Just like their counterparts in the House, Republicans on the Senate Finance Committee spent months writing the chamber’s original draft. But it got passed in a madcap rush, as party leaders rewrote the bill in significant ways to win the final, crucial votes. Well into the afternoon, Republicans were literally still writing the bill. Democrats took to the Senate floor to deride the GOP’s hurry to pass the legislation that Senator Ron Wyden of Oregon said they were drafting “on the fly.” Senator Claire McCaskill of Missouri tweeted that her office received a list of changes first from lobbyists on K Street. And when the 479-page text of the revised proposal finally came out early in the evening, Democrats were appalled to find that sections of the bill were written by hand, with some provisions crossed out with lines across a page. “This makes no sense,” Senator Michael Bennet of Colorado said on the Senate floor.

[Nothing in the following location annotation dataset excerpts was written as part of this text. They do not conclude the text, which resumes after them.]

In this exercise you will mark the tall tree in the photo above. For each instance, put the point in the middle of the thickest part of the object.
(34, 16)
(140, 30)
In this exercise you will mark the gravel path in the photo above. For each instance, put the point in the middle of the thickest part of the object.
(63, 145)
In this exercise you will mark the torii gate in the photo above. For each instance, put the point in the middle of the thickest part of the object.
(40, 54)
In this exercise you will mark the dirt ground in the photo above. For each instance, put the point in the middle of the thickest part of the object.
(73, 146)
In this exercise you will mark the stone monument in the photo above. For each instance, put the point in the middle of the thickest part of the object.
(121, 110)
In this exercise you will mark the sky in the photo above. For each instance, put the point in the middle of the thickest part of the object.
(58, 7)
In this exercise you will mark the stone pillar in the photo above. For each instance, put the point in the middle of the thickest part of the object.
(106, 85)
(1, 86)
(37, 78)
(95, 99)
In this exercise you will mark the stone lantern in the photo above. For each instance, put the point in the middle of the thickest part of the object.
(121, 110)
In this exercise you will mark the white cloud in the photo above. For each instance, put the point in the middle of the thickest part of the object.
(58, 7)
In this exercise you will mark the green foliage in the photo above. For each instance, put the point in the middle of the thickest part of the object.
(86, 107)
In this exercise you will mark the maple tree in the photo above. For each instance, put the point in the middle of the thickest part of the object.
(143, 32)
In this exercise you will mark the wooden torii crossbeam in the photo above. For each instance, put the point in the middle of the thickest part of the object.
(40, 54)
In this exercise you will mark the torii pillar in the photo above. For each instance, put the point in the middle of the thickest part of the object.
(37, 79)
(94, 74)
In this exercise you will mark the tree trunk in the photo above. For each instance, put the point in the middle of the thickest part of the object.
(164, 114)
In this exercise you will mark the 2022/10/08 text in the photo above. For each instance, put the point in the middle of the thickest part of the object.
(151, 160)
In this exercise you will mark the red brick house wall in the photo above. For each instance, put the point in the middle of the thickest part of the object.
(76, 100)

One of the few significant amendments that received a vote came from Republican Senators Marco Rubio of Florida and Mike Lee of Utah, who had been pushing to expand the child tax credit even more than Republicans already plan to do. The Senate proposal would double it to $2,000 per kid, but Rubio and Lee wanted to make it fully refundable so that lower-income families who pay less in taxes can take advantage. To offset the cost, they would cut the corporate rate to 21 percent instead of 20 percent—threatening a red line that Trump and conservatives have drawn on the latter number. But the amendment failed by a wide margin, 71-29, as most Democrats declined to help Rubio and Lee make a change they might otherwise have supported as policy.

Democrats offered amendments late into the night, to no avail. They tried several times to send the bill back to committee and as a last-gasp delay tactic, Schumer offered a motion to delay the vote until Monday to give the Senate more time to scrutinize the bill. But Republicans defeated all of those efforts on party-line votes. And in perhaps the final drama of the night, not a single Democrat broke ranks and supported the final bill.  Senators Joe Manchin of West Virginia and Heidi Heitkamp of North Dakota had not ruled out working with Republicans. They are facing reelection bids in states where Trump remains popular, and while they were not expected to help pass the tax bill, there was speculation they would vote for it once Republicans demonstrated it was going to pass.

But both Manchin and Heitkamp rejected the final bill, denying the tax overhaul the bipartisan support Republicans said they wanted but never really tried to gain.